Help downloading .fastq files from ENCODE

Dallas Nygard

unread,

Jan 27, 2022, 7:10:12 PM1/27/22

to 3D Genomics

I am a PhD student at the University of Ottawa researching functional implications of chromatin spatial arrangement, and was hoping to ask you a few questions regarding the HiC data generated by your group for the publication Cohesin loss eliminates all loop domains (Rao et al. 2018). I am looking to use the data you have made available via ENCODE for my research, but have run into some issues trying to parse the various file names, ENCODE accessions, replicates, and treatment conditions. What I’m looking for are the raw sequencing files (.fastq) for the untreated, treated, and treated+180min withdrawal samples that were used in figure 2. Going off of the supplemental spreadsheet that was included with the paper (attached), I believe the cases (libraries?) I need are as follows:

Rao-2017-HIC001

Rao-2017-HIC002

Rao-2017-HIC003

Rao-2017-HIC004

Rao-2017-HIC005

Rao-2017-HIC006

Rao-2017-HIC007

Rao-2017-HIC008

Rao-2017-HIC009

Rao-2017-HIC010

Rao-2017-HIC011

Rao-2017-HIC012

Rao-2017-HIC013

Rao-2017-HIC014

Rao-2017-HIC044

Rao-2017-HIC045

Rao-2017-HIC046

Rao-2017-HIC047

Looking through the fastq files available on ENCODE, it’s not clear to me which files correspond with which cases outlined here. I am looking at the files at this link https://www.encodeproject.org/experiments/ENCSR152HRS/ , and although I can see that these files have names that seem to match the conventions of the supplementary file, All 80 of the provided files are labelled either HIC045 or HIC046. Overall, I’m just wondering if you could provide some guidance for how to relate the files available for download with the Library IDs provided in the supplemental table. Any help with this matter would be much appreciated.

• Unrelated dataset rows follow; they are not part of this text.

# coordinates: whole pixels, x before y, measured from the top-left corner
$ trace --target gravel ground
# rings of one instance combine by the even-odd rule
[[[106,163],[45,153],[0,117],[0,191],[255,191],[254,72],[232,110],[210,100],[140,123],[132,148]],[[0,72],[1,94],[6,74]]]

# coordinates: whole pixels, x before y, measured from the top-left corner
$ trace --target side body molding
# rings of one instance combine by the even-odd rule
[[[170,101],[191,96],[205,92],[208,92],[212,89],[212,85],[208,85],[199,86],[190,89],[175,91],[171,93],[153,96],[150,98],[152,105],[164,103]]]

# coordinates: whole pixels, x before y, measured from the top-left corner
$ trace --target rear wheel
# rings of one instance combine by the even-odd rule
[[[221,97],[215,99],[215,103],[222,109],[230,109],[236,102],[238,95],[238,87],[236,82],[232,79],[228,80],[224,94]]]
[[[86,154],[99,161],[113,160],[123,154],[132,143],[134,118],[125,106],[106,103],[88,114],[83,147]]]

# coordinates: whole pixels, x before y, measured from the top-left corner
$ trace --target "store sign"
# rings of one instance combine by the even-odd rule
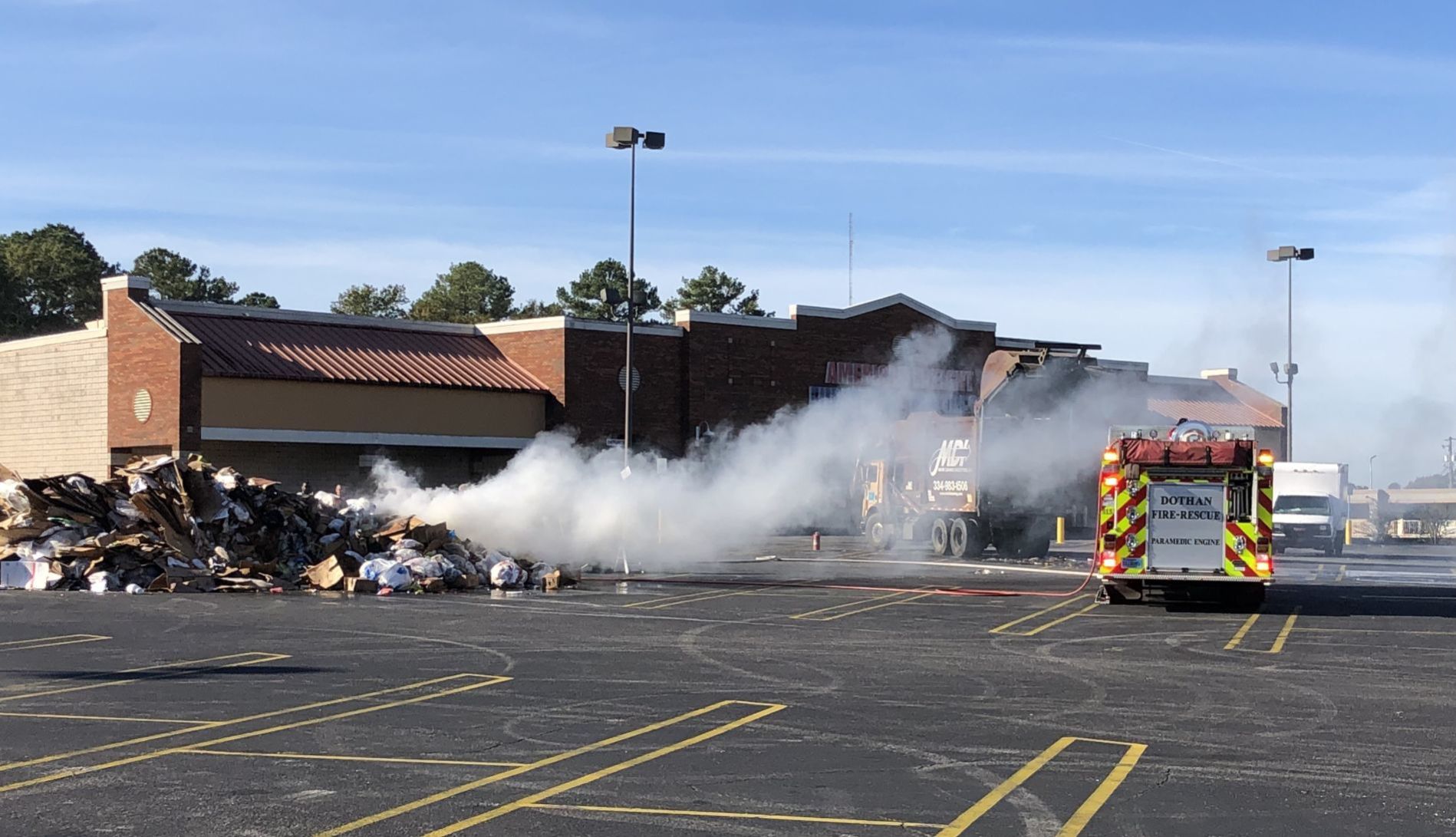
[[[852,364],[828,361],[824,365],[824,383],[855,386],[871,383],[884,376],[887,364]],[[943,390],[974,393],[977,376],[973,370],[942,370],[938,367],[897,367],[895,383],[916,390]]]

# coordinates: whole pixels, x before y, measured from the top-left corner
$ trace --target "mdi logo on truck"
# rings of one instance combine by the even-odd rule
[[[1257,606],[1274,581],[1274,456],[1252,428],[1114,428],[1098,485],[1096,574],[1114,604]]]

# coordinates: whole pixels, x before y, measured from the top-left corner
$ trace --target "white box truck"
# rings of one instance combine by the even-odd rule
[[[1350,466],[1322,461],[1274,463],[1274,552],[1345,549]]]

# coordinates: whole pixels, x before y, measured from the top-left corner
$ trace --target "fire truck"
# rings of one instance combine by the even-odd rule
[[[1217,598],[1274,582],[1274,456],[1252,428],[1112,428],[1098,483],[1099,600]]]
[[[1006,558],[1045,555],[1056,517],[1034,492],[989,469],[983,434],[996,437],[994,425],[974,415],[913,413],[884,445],[866,451],[855,495],[858,528],[869,546],[920,540],[954,558],[974,558],[987,546]]]

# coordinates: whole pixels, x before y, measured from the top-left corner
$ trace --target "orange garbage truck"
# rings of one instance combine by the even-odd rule
[[[1112,428],[1093,562],[1112,604],[1257,607],[1274,582],[1274,456],[1255,448],[1252,428]]]
[[[984,428],[974,415],[913,413],[860,457],[856,517],[871,549],[919,540],[954,558],[989,546],[1005,558],[1047,553],[1056,515],[1025,491],[1002,491],[987,473]]]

Furthermore, I was wondering how exactly your group went about amalgamating these raw sequencing files. For example, Rao-2017-HIC001 through Rao-2017-HIC007 are spread across two replicates for the same treatment condition, but have all of their reads summed in the “TOTAL” row. So my question is, were all seven of these files combined for the analysis and creation of Figure 2? Were the replicates kept separate at all, or were all of the reads combined to get the maximum number of reads/ contacts in the final analysis?

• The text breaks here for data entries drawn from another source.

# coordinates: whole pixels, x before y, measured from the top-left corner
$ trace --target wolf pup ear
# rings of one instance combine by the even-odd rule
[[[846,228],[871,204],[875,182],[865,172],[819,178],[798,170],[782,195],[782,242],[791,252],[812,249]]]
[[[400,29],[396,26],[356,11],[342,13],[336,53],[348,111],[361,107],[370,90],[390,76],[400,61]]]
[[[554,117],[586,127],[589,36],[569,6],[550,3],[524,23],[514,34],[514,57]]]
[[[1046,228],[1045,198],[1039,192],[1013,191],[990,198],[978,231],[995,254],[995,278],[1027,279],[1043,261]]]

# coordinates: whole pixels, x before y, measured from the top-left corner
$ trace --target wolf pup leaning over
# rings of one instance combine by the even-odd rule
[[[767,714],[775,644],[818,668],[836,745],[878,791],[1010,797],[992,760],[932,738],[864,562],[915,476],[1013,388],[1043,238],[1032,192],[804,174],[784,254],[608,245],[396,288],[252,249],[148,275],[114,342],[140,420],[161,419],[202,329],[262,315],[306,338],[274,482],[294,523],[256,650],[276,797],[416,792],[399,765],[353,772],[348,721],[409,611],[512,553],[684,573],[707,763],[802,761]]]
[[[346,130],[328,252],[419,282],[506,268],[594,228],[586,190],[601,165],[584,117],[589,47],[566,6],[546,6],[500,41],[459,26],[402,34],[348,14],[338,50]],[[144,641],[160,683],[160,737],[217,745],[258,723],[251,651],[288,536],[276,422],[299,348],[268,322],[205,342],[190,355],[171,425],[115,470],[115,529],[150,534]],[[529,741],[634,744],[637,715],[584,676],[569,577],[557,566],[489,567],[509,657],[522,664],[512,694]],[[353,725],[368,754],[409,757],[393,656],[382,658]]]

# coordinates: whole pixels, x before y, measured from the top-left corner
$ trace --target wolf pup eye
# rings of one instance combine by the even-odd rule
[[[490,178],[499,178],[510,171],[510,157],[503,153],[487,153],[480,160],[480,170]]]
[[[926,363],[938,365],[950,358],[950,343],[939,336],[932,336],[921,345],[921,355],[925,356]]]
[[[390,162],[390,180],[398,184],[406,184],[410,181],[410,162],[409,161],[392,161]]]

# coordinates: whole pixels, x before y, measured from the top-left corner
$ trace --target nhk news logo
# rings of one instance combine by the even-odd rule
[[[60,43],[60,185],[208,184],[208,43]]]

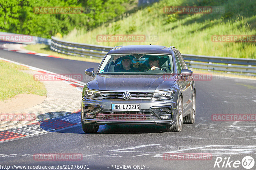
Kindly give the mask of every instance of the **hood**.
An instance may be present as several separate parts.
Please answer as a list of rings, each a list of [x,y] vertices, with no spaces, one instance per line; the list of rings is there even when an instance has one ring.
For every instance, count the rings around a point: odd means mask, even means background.
[[[101,91],[155,91],[169,90],[176,80],[170,75],[101,74],[87,85],[89,89]]]

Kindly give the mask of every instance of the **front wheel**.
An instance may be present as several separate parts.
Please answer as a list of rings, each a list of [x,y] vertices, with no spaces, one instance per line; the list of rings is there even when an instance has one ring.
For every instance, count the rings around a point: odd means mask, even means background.
[[[166,126],[166,130],[168,132],[179,132],[181,131],[183,125],[183,102],[180,96],[177,108],[177,117],[175,124]]]
[[[96,133],[99,130],[99,125],[92,125],[87,124],[84,123],[83,121],[82,121],[82,128],[83,130],[85,132],[87,133]]]

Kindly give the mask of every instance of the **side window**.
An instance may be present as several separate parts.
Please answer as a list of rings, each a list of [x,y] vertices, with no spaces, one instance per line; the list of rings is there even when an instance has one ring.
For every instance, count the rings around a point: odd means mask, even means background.
[[[186,64],[185,63],[185,61],[184,61],[184,60],[183,59],[183,57],[182,57],[181,54],[179,52],[177,52],[176,53],[177,53],[178,54],[178,58],[179,58],[179,60],[180,60],[180,65],[181,66],[181,69],[182,68],[187,68],[187,67]]]
[[[181,68],[180,67],[180,61],[179,60],[178,56],[177,56],[177,53],[175,53],[175,62],[176,62],[176,65],[177,65],[177,69],[178,69],[178,74],[180,74],[181,72]]]

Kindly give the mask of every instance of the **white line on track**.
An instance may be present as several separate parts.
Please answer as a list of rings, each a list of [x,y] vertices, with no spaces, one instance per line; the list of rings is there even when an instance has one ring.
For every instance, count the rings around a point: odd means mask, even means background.
[[[109,152],[136,152],[138,153],[155,153],[156,152],[144,152],[144,151],[124,151],[124,150],[128,150],[128,149],[137,149],[138,148],[140,148],[144,147],[147,147],[147,146],[155,146],[156,145],[160,145],[160,144],[151,144],[149,145],[140,145],[139,146],[133,146],[132,147],[130,147],[129,148],[124,148],[123,149],[115,149],[114,150],[111,150],[110,151],[108,151]]]

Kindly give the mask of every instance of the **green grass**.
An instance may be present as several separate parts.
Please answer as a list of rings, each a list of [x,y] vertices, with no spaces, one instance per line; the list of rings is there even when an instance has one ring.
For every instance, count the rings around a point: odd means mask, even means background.
[[[102,59],[92,59],[88,57],[83,57],[78,56],[68,55],[60,53],[58,53],[51,50],[50,46],[44,44],[36,44],[35,45],[28,45],[24,47],[24,48],[28,50],[40,53],[47,54],[53,56],[59,57],[66,59],[88,61],[95,63],[100,63]]]
[[[222,6],[224,13],[167,14],[168,6]],[[214,35],[256,35],[256,1],[163,0],[90,31],[74,30],[63,39],[96,45],[174,46],[182,53],[256,58],[256,43],[213,42]],[[156,35],[155,41],[99,42],[99,34]]]
[[[32,75],[20,71],[26,70],[23,66],[0,60],[0,101],[24,93],[46,96],[42,82],[34,81]]]

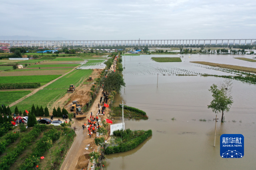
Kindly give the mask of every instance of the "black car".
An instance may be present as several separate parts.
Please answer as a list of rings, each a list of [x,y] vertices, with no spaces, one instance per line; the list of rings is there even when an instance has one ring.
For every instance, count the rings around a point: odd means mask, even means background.
[[[44,118],[43,119],[38,120],[37,122],[39,123],[42,123],[43,124],[50,124],[52,122],[52,121],[50,119]]]

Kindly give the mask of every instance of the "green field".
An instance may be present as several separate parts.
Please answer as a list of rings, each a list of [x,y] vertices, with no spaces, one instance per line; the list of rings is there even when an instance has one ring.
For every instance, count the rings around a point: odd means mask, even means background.
[[[122,54],[122,55],[123,56],[140,56],[140,54]]]
[[[256,62],[256,60],[251,59],[250,58],[244,58],[242,57],[235,57],[235,58],[247,61],[249,61],[250,62]]]
[[[28,111],[31,109],[33,104],[36,107],[38,105],[44,108],[48,104],[52,104],[55,101],[62,98],[66,92],[66,89],[41,90],[12,107],[11,109],[12,111],[14,111],[15,106],[17,106],[19,110],[22,112],[25,109]]]
[[[46,61],[47,60],[42,60],[42,59],[33,59],[23,61],[21,61],[18,62],[16,62],[17,63],[36,63],[42,61]]]
[[[151,59],[156,62],[181,62],[180,57],[152,57]]]
[[[45,88],[45,89],[68,89],[70,84],[76,87],[87,78],[92,72],[92,70],[76,70],[62,77]]]
[[[28,94],[31,91],[12,91],[0,92],[0,103],[6,106]]]
[[[45,68],[48,67],[75,67],[79,66],[80,64],[38,64],[30,66],[28,67],[29,68]]]
[[[10,70],[8,71],[8,72],[26,72],[26,71],[31,71],[31,70],[66,70],[67,71],[66,72],[68,72],[71,70],[72,68],[40,68],[40,69],[16,69],[16,70]]]
[[[0,66],[0,71],[12,69],[12,66]]]
[[[101,62],[103,62],[105,61],[105,60],[89,60],[87,62],[86,62],[86,64],[89,63],[100,63]]]
[[[60,76],[61,75],[6,76],[1,77],[0,83],[48,82]]]
[[[52,61],[84,61],[84,60],[81,59],[80,58],[78,57],[72,57],[72,58],[57,58],[55,59],[52,60]]]

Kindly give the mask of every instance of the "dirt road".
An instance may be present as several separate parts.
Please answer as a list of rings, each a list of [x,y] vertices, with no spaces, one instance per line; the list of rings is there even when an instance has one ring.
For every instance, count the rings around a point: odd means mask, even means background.
[[[77,136],[66,156],[60,170],[80,170],[82,168],[87,169],[90,159],[89,154],[94,149],[97,149],[96,147],[97,146],[95,145],[94,140],[96,135],[94,134],[91,138],[90,138],[88,135],[87,128],[86,128],[83,130],[82,126],[84,122],[86,123],[86,125],[87,125],[87,118],[90,118],[91,112],[92,112],[92,115],[94,117],[96,116],[98,110],[98,104],[99,103],[100,97],[102,96],[102,89],[100,90],[91,109],[86,114],[86,118],[82,120],[75,120],[75,126],[77,128],[76,131]],[[108,109],[107,108],[105,110],[105,116],[100,115],[98,116],[101,120],[106,119],[109,112]],[[85,148],[88,144],[90,144],[88,147],[89,150],[86,150]]]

Thank you for your time in reading this and helping me with my questions. If you have any clarifying questions or comments for me, please do not hesitate to reach out.

3D Genomics

unread,

Feb 10, 2022, 11:58:38 AM2/10/22

to 3D Genomics

Hi Dallas,

You can find all of the fastqs you requested on GEO labeled with the corresponding sample IDs listed in the supplemental spreadsheet: https://www.ncbi.nlm.nih.gov/geo/query/acc.cgi?acc=GSE104333

For all of the analyses in the main figures, reads corresponding to biological replicates were combined to create maps with the maximum number of reads possible.

Best,

Suhas

Dallas Nygard

unread,

Feb 11, 2022, 3:14:19 AM2/11/22

to 3D Genomics

Perfect, thank you for looking into this for me! I originally was not finding the fastq files on GEO, but I see where they are now. Thank you additionally for the information about combining the replicates; this is good to know.